Mazzeffi v. Schwanke, 52 Ill. App. 3d 1032 (1977)

Sept. 2, 1977 · Illinois Appellate Court · No. 76-332
52 Ill. App. 3d 1032

JOSEPH R. MAZZEFFI, SR., Plaintiff-Appellant, v. BERNARD SCHWANKE, d/b/a Ashland & Waveland Service Station et al., Defendants-Appellees.

First District (1st Division)

No. 76-332

Opinion filed September 2, 1977.

Rehearing denied September 13, 1977.

Delbert T. Been, of Chicago, for appellant.

James T. Ferrini, of Clausen, Miller, Gorman, Caffrey & Witous, of Chicago, for appellees.

Mr. JUSTICE McGLOON

delivered the opinion of the court:

Plaintiff, Joseph R. Mazzeffi, Sr., filed this action for personal injury sustained when he fell into a hole in the ground behind the service station operated by defendant Schwanke and leased from defendant Exxon. The circuit court of Cook County granted defendants’ motion for summary judgment, and plaintiff appeals. On appeal, plaintiff argues that summary judgment was improperly granted because there were questions of material fact as to plaintiff’s status on defendants’ property, whether the condition of the property constituted a dangerous trap, and whether plaintiff was contributorily negligent.

We affirm.

The affidavits of record disclose the following pertinent facts. On the evening of March 6, 1973, plaintiff and his son walked toward the son’s car, which was parked in an unlit area behind defendants’ gas station, so *1033that they could drive together to a neighborhood shopping area. The son walked ahead, staying close to the parked cars, entered his car, and sat in the driver’s seat. The plaintiff momentarily followed, walking close to the rear of the gas station, and fell into a hole, sustaining personal injury. The affidavits further disclosed that defendant Schwanke knew that the hole, about 30 inches in diameter and between four and eight feet deep, was in the rear of the station, but that he thought the hole was covered with a metal sheet he had placed there. He stated that he did not go behind the station often, and that he did not recall the last time he saw the metal sheet before the incident. The plaintiff stated that he could not see the ground behind the station as he was walking because it was too dark. Plaintiff’s son stated that the hole was readily visible in daylight, and that defendant Schwanke allowed him to park his car behind the station because he was a regular customer. There was, however, a no parking sign behind the station.
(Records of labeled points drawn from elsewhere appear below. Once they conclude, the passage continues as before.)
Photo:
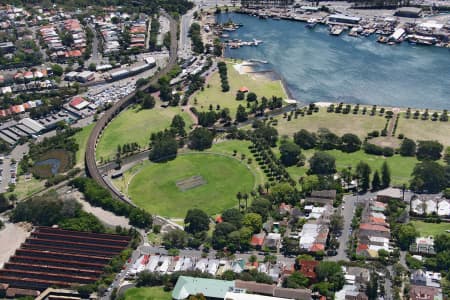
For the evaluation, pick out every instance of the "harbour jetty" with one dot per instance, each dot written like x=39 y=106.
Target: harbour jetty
x=389 y=29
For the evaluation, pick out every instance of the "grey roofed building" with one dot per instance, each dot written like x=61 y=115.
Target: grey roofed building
x=210 y=288
x=32 y=124
x=322 y=197
x=389 y=193
x=409 y=12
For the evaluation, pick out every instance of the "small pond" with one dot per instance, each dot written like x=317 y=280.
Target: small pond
x=53 y=162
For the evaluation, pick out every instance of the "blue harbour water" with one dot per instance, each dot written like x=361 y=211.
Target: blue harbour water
x=319 y=67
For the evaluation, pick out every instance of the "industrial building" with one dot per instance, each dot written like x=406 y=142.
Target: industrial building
x=409 y=12
x=53 y=257
x=343 y=19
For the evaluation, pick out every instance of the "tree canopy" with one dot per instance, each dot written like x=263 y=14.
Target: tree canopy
x=290 y=153
x=322 y=163
x=200 y=139
x=196 y=220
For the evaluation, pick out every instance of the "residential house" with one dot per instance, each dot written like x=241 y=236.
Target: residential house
x=419 y=292
x=210 y=288
x=423 y=245
x=321 y=197
x=308 y=269
x=272 y=290
x=257 y=240
x=388 y=194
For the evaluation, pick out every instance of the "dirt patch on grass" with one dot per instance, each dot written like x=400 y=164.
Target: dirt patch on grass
x=386 y=141
x=52 y=162
x=190 y=183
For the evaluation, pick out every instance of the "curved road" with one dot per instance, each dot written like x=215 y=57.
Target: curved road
x=91 y=165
The first issue on appeal is whether there was a genuine issue as to any material fact concerning plaintiff’s status on defendants’ property. Plaintiff contends that his son, and thereby plaintiff by implication, was a business invitee because Schwanke received a benefit from the son’s use of the parking lot. It is argued that the facts are clear that Schwanke permitted parking behind his station by those persons who bought gas from him. Defendants argue that plaintiff was a licensee as a matter of law, citing the similar case of Dent v. Great Atlantic & Pacific Tea Co. (1955), 4 Ill. App. 2d 500, 124 N.E.2d 360. Therein, the manager of the grocery store permitted customers and others to park in the store’s lot, and there was a sign which read “Free Parking For A & P Customers.” It was held that the plaintiff was a licensee because he went upon the parking lot for his own convenience and not for a purpose connected with the business in which the occupant was engaged. In the instant case, following Dent, we hold that there was no genuine issue of fact as to plaintiff’s status on the land; he was a licensee because he came upon the land solely for his own convenience.
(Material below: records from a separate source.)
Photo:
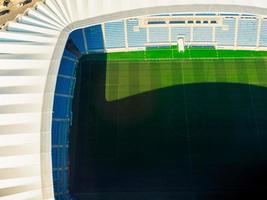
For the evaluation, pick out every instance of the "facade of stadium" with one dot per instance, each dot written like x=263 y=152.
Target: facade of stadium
x=39 y=51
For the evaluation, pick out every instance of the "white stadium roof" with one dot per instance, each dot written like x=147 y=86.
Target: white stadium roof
x=29 y=64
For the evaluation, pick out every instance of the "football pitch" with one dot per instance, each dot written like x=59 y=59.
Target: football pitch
x=170 y=128
x=131 y=73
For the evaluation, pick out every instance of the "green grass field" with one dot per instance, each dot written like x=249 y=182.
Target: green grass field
x=131 y=73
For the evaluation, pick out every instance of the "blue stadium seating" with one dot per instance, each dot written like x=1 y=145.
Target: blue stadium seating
x=78 y=39
x=263 y=34
x=115 y=35
x=247 y=32
x=135 y=39
x=226 y=37
x=69 y=67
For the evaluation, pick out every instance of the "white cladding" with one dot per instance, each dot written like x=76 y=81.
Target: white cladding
x=31 y=48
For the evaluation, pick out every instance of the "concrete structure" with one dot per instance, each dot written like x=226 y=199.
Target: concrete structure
x=31 y=49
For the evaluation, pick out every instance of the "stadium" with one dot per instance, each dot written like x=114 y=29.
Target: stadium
x=136 y=100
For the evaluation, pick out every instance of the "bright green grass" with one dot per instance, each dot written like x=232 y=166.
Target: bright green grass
x=192 y=53
x=130 y=74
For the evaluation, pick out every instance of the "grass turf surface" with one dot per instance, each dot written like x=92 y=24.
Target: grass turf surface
x=131 y=73
x=189 y=141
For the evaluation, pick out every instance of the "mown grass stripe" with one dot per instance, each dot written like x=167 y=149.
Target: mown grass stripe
x=199 y=71
x=210 y=72
x=134 y=82
x=145 y=77
x=240 y=66
x=123 y=80
x=260 y=67
x=112 y=81
x=177 y=73
x=155 y=75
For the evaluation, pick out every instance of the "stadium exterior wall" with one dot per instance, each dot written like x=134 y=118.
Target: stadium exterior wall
x=63 y=17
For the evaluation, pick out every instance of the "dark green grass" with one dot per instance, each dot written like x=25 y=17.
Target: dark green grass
x=190 y=53
x=128 y=78
x=171 y=140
The second issue is whether there was a genuine issue as to any material fact concerning whether defendants breached the duty owed to plaintiff. Since plaintiff was a licensee, the duty owed to him by defendants was to refrain from wilful and wanton misconduct. (Trout v. Bank of Belleville (1976), 36 Ill. App. 3d 83, 343 N.E.2d 261.) Plaintiff argues that the affidavits showed that the open hole concealed by darkness was a hidden danger of which he should have been warned, since the failure of a landowner to disclose known hidden dangers to a licensee may constitute wilful and wanton misconduct. (Schoen v. Harris (1969), 108 Ill. App. 2d 186, 246 N.E.2d 849.) However, the applicable rule of law is that a licensee must avoid at his own peril an open hole *1034which is concealed only by the darkness of night since such danger is not considered hidden. (Hessler v. Cole (1972), 7 Ill. App. 3d 902, 289 N.E.2d 204; Dent.) Since there is no issue as to the fact that the hole was readily visible by daylight, but concealed only by darkness, we hold that defendants were entitled to summary judgment as a matter of law.

In light of our conclusion, plaintiff’s remaining contentions need not be considered.

For the abovementioned reasons, the judgment of the circuit court of Cook County in favor of defendants is affirmed.

Judgment affirmed.

GOLDBERG, P. J., and O’CONNOR, J., concur.